ABSTRACT

Globalisation ought not only be approached as a material reality, the increasing and increasingly intense connectedness of various parts of the globe, but also as a cultural phenomenon constituted through sets of ideas about the integration of the globe.1 Such ideas are not only at the heart of the culture of globalisation, hence important in their own right, but also the way in which globalisation is imagined can play an important role in shaping actual exchanges of goods, finance, people, and ideas. Thus, when assessing the impact of the Great War on globalisation, it is necessary not only to consider the war’s impact on patterns of connection and exchange, but also to chart the war’s impact on ideas about economic, and indeed geopolitical, governance. To this end, this chapter considers the impact of the Great War on conceptions of global political economy in Britain and the British Empire. It explores how the war reshaped the ways in which global trade was imagined.
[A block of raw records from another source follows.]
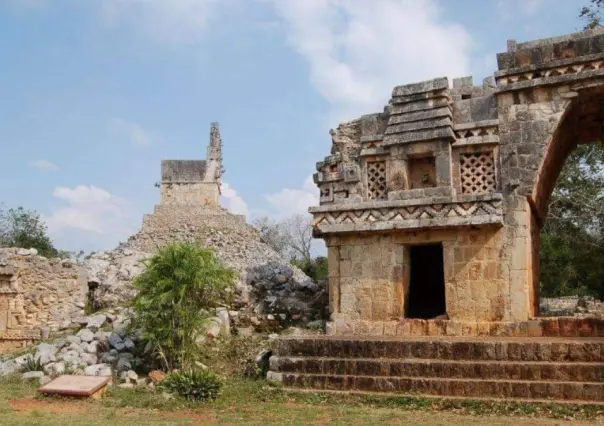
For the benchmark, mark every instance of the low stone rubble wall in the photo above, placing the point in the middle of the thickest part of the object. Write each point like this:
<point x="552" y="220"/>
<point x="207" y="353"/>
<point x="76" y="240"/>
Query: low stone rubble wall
<point x="571" y="305"/>
<point x="38" y="295"/>
<point x="538" y="327"/>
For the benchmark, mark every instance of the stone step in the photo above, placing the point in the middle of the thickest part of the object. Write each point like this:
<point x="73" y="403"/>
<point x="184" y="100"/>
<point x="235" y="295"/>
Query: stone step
<point x="512" y="389"/>
<point x="488" y="370"/>
<point x="442" y="348"/>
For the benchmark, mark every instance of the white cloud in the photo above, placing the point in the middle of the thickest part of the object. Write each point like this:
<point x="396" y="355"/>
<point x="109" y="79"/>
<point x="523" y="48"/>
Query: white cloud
<point x="290" y="201"/>
<point x="43" y="165"/>
<point x="97" y="217"/>
<point x="171" y="21"/>
<point x="359" y="49"/>
<point x="508" y="9"/>
<point x="231" y="201"/>
<point x="135" y="133"/>
<point x="29" y="3"/>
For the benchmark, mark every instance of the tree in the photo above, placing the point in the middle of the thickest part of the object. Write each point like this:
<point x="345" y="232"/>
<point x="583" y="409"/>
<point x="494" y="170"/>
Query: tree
<point x="177" y="292"/>
<point x="298" y="235"/>
<point x="572" y="238"/>
<point x="25" y="229"/>
<point x="592" y="14"/>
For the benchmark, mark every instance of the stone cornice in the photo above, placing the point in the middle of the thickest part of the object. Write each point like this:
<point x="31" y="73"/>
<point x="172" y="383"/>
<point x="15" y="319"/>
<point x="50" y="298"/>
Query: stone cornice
<point x="475" y="210"/>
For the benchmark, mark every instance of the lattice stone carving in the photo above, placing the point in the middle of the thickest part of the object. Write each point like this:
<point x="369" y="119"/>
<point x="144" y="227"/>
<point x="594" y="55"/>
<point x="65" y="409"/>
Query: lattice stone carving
<point x="376" y="180"/>
<point x="477" y="172"/>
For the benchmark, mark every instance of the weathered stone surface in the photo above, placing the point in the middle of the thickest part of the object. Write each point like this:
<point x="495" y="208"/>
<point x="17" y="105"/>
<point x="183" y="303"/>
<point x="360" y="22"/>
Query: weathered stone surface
<point x="417" y="161"/>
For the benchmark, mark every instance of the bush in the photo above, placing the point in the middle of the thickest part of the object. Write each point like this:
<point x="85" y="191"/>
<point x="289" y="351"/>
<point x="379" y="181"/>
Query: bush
<point x="198" y="385"/>
<point x="33" y="364"/>
<point x="177" y="291"/>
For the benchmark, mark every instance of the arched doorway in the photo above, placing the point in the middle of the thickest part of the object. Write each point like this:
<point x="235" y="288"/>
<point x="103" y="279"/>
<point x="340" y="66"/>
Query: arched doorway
<point x="567" y="201"/>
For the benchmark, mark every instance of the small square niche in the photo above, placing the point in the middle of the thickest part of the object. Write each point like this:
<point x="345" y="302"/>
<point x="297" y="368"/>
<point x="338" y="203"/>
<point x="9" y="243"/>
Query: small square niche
<point x="422" y="172"/>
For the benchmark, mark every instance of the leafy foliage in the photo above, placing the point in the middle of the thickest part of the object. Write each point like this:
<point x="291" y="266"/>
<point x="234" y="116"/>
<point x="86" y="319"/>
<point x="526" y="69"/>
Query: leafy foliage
<point x="33" y="364"/>
<point x="315" y="268"/>
<point x="180" y="287"/>
<point x="198" y="385"/>
<point x="25" y="229"/>
<point x="572" y="239"/>
<point x="592" y="14"/>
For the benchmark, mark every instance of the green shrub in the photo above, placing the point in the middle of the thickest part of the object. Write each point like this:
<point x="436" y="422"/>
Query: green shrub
<point x="33" y="364"/>
<point x="182" y="284"/>
<point x="199" y="385"/>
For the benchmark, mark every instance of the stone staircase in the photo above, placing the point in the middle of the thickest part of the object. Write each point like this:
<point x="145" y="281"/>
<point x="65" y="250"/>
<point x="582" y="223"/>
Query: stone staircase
<point x="525" y="369"/>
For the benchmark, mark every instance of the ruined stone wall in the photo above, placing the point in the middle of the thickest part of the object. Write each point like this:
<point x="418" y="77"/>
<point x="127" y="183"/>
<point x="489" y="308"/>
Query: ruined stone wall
<point x="369" y="275"/>
<point x="199" y="193"/>
<point x="50" y="292"/>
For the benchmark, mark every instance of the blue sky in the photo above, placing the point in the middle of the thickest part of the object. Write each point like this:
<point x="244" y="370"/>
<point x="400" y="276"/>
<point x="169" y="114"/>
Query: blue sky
<point x="94" y="93"/>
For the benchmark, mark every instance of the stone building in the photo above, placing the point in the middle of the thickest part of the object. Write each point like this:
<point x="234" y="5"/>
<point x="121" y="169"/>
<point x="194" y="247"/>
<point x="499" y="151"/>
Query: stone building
<point x="37" y="294"/>
<point x="189" y="211"/>
<point x="432" y="208"/>
<point x="194" y="182"/>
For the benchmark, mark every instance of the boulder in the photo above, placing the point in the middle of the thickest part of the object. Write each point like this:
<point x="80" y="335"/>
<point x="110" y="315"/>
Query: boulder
<point x="92" y="347"/>
<point x="88" y="359"/>
<point x="128" y="344"/>
<point x="73" y="339"/>
<point x="116" y="342"/>
<point x="86" y="335"/>
<point x="96" y="321"/>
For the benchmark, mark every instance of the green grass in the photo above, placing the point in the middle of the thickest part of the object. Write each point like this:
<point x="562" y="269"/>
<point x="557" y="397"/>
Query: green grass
<point x="259" y="403"/>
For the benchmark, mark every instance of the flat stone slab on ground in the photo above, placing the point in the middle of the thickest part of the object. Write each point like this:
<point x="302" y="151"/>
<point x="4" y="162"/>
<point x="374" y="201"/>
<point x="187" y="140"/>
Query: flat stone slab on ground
<point x="83" y="386"/>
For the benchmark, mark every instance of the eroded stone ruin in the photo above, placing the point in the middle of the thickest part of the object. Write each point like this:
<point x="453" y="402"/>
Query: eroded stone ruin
<point x="431" y="211"/>
<point x="189" y="210"/>
<point x="432" y="208"/>
<point x="39" y="296"/>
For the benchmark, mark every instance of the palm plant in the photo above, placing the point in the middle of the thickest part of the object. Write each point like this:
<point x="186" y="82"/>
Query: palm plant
<point x="179" y="288"/>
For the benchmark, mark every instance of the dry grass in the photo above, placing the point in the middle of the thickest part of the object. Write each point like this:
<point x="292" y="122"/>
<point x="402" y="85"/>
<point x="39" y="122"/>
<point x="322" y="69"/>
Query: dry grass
<point x="256" y="403"/>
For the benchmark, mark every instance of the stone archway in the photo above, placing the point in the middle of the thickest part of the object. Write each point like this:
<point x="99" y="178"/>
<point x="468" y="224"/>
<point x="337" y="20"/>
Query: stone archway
<point x="582" y="122"/>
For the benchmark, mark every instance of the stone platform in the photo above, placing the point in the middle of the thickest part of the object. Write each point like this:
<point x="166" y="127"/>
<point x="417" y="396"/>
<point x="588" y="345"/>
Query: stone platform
<point x="521" y="368"/>
<point x="538" y="327"/>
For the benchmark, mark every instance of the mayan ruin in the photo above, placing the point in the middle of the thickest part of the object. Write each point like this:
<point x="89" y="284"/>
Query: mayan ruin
<point x="431" y="212"/>
<point x="436" y="257"/>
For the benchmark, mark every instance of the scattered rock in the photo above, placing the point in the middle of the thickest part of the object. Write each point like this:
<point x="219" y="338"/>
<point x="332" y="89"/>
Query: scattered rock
<point x="96" y="321"/>
<point x="32" y="375"/>
<point x="44" y="380"/>
<point x="86" y="335"/>
<point x="157" y="376"/>
<point x="98" y="370"/>
<point x="128" y="344"/>
<point x="115" y="341"/>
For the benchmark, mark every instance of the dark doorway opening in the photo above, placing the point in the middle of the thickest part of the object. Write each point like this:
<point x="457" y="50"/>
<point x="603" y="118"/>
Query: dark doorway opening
<point x="427" y="287"/>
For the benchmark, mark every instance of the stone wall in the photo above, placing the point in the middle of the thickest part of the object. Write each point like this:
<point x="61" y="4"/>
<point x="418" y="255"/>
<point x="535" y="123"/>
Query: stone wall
<point x="198" y="193"/>
<point x="38" y="293"/>
<point x="460" y="158"/>
<point x="267" y="283"/>
<point x="369" y="275"/>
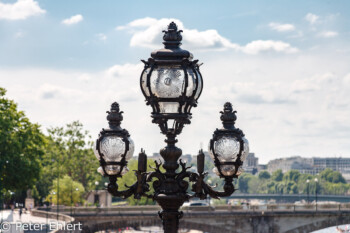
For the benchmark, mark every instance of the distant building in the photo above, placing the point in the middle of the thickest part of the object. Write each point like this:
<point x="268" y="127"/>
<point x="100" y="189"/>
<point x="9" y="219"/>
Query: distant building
<point x="290" y="163"/>
<point x="337" y="164"/>
<point x="310" y="165"/>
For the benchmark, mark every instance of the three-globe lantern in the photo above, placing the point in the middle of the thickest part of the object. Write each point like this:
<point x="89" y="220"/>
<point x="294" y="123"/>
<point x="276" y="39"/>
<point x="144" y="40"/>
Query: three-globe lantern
<point x="171" y="83"/>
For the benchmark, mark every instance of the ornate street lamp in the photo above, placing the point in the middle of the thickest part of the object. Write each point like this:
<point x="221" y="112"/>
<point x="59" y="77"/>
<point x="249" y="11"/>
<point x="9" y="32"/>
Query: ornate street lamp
<point x="171" y="83"/>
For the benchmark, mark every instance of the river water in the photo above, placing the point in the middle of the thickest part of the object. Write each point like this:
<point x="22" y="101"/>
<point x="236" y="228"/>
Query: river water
<point x="332" y="229"/>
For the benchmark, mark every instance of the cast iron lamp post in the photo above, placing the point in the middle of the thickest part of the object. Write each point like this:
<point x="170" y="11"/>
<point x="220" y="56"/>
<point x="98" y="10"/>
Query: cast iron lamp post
<point x="171" y="83"/>
<point x="308" y="183"/>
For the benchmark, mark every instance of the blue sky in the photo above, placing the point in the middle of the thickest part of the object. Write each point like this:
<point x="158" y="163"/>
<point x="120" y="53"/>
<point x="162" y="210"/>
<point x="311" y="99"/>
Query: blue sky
<point x="283" y="65"/>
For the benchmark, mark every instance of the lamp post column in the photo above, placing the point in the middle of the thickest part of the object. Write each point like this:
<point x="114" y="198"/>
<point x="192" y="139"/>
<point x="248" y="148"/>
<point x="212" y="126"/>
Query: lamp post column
<point x="316" y="183"/>
<point x="172" y="196"/>
<point x="308" y="190"/>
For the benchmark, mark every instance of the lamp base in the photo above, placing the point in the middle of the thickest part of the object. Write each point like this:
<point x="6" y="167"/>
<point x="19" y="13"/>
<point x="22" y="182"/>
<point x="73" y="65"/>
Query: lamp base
<point x="170" y="214"/>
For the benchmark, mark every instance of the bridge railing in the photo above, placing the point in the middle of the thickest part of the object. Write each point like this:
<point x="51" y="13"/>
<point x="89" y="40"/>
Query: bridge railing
<point x="231" y="208"/>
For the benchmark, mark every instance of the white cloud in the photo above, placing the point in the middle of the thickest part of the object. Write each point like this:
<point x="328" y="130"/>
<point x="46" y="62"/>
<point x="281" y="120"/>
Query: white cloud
<point x="328" y="34"/>
<point x="282" y="27"/>
<point x="312" y="18"/>
<point x="258" y="46"/>
<point x="73" y="20"/>
<point x="21" y="9"/>
<point x="147" y="32"/>
<point x="124" y="70"/>
<point x="299" y="101"/>
<point x="101" y="36"/>
<point x="19" y="34"/>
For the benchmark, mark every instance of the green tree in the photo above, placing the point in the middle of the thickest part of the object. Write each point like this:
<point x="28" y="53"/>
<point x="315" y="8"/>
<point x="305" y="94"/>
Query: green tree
<point x="243" y="181"/>
<point x="332" y="176"/>
<point x="68" y="152"/>
<point x="22" y="146"/>
<point x="70" y="192"/>
<point x="291" y="175"/>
Since international businesses lie at the intersection both of the material realities and cultural imaginaries of globalisation, the article focuses on debates on trade and tariff policy after the war amongst businessmen, re-examining the development of what J. A. Hobson called the ‘new protectionism’. It argues that new protection not only signified a significant defeat for British free trade ideology, but also involved a significant re-ordering of spatial understandings of global commerce as the pre-war political economy of tariff reform transformed to accommodate Britain and her empire within a broader global liberal alliance.